II. Cihan Harbi devri, artık Turancılık yapacak zaman değildi. Turancılıktan bahsedenler, hapse atılıp işkence gördü. Bir yandan da Türkçülük, aslî manasından uzaklaştırılarak bir alt-elit baskı vasıtası hâline getirildi. Zamanla Türk, “Türkçe konuşanlar”; “Türküm diyenler” ve nihayet anayasada da ifadesini bulduğu şekliyle, “Türkiye vatandaşları” için kullanılmaya başlandı.

12 Eylül’den sonra Türk-İslâm Sentezi olarak bilinen resmî ideolojiye göre, Türk, “Türkçe konuşan Müslüman” idi. “Türk müsünüz, Müslüman mısınız?” sualine Türkeş, “Tanrı Dağı (7429 m) kadar Türk; Hira Dağı (621 m) kadar Müslümanım” diyerek, münakaşaya nokta koydu.

Geniş bir kesimde XXI. asırda hâlâ çocuklara Andımız gibi faşizan bir metni okutmak trajikomik bulunmakta; ırkçılık esasına dayalı olmaksızın milletin refah ve saadetini istemek; bunun için çalışmak manasına gelen Türk milliyetçiliği ile çağdışı ideolojileri irtibatlandırmak irtica olarak görülmektedir.

Padişah Türk mü?

Türk kelimesinin bir de sosyolojik mânâsı vardır. Türkler, Müslüman olduktan sonra, Müslüman olmayan ırkdaşları ile İslâmî kültürü zayıf göçebe ve köylüler hakkında Türk tabirini kullanmıştır. Anadolu’nun çok yerinde bu tabir, sıradan köylüler için kullanılmıştır. Bu çok normaldir. Klasik devirde, bir Türke, “Hangi millettensin?” dense, Müslüman olduğunu, sonra da belki mensubu bulunduğu aşireti söylerdi.

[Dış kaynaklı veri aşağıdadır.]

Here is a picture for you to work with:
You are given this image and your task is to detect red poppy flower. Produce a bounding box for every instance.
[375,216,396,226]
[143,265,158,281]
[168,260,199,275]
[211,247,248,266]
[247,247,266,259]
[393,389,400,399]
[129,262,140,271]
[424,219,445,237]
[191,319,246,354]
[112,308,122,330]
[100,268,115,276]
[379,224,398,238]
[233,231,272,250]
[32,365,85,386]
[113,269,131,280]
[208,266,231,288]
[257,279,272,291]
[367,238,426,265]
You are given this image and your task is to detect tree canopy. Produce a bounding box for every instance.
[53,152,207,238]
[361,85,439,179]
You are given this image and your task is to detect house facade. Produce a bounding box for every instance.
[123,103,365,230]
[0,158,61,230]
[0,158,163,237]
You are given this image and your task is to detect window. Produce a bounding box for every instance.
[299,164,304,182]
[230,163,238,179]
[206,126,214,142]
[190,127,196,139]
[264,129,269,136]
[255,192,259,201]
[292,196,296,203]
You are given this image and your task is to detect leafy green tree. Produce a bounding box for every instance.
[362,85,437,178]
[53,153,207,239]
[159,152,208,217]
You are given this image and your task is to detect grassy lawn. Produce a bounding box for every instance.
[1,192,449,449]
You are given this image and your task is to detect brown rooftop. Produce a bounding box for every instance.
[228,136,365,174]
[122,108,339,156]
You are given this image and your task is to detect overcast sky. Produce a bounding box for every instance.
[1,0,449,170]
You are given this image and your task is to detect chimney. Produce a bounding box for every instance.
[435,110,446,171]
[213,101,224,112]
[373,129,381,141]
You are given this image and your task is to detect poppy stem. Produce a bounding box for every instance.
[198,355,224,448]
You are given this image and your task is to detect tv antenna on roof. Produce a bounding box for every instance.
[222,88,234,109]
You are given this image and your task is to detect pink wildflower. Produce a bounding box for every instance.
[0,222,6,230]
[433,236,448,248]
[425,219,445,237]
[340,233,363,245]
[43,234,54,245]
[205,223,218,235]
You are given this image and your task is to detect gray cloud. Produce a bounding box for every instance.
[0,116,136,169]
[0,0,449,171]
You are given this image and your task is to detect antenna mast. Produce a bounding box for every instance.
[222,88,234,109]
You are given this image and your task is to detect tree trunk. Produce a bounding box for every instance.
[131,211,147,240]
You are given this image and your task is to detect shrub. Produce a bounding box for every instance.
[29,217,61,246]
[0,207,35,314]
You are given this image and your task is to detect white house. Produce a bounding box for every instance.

I. Cihan Harbi esnasında İttihatçı bir subayla genç bir asker arasındaki konuşma:

-Oğlum Türk müsün? -Hayır, Osmanlıyım. -Nece konuşuyorsun? -Türkçe. -Öyleyse Türksün. -Hayır efendim. -Ülen padişah da Türk? –Hayır, padişah Türk olamaz. (Rahmi Apak’ın Hatıraları)

Macarlar sayesinde

1918’de Alman hâkimiyetinden kurtulmaları Macarları köklerini aramaya sevketti. Bu sayede Türklerle akrabalıklarını yeniden keşfedip ciddi araştırmalar yaptılar. Türkler de menşelerini büyük ölçüde Macarlar sayesinde öğrenebildiler. Dünyada Türkoloji ilminin kurucusu Macarlardır.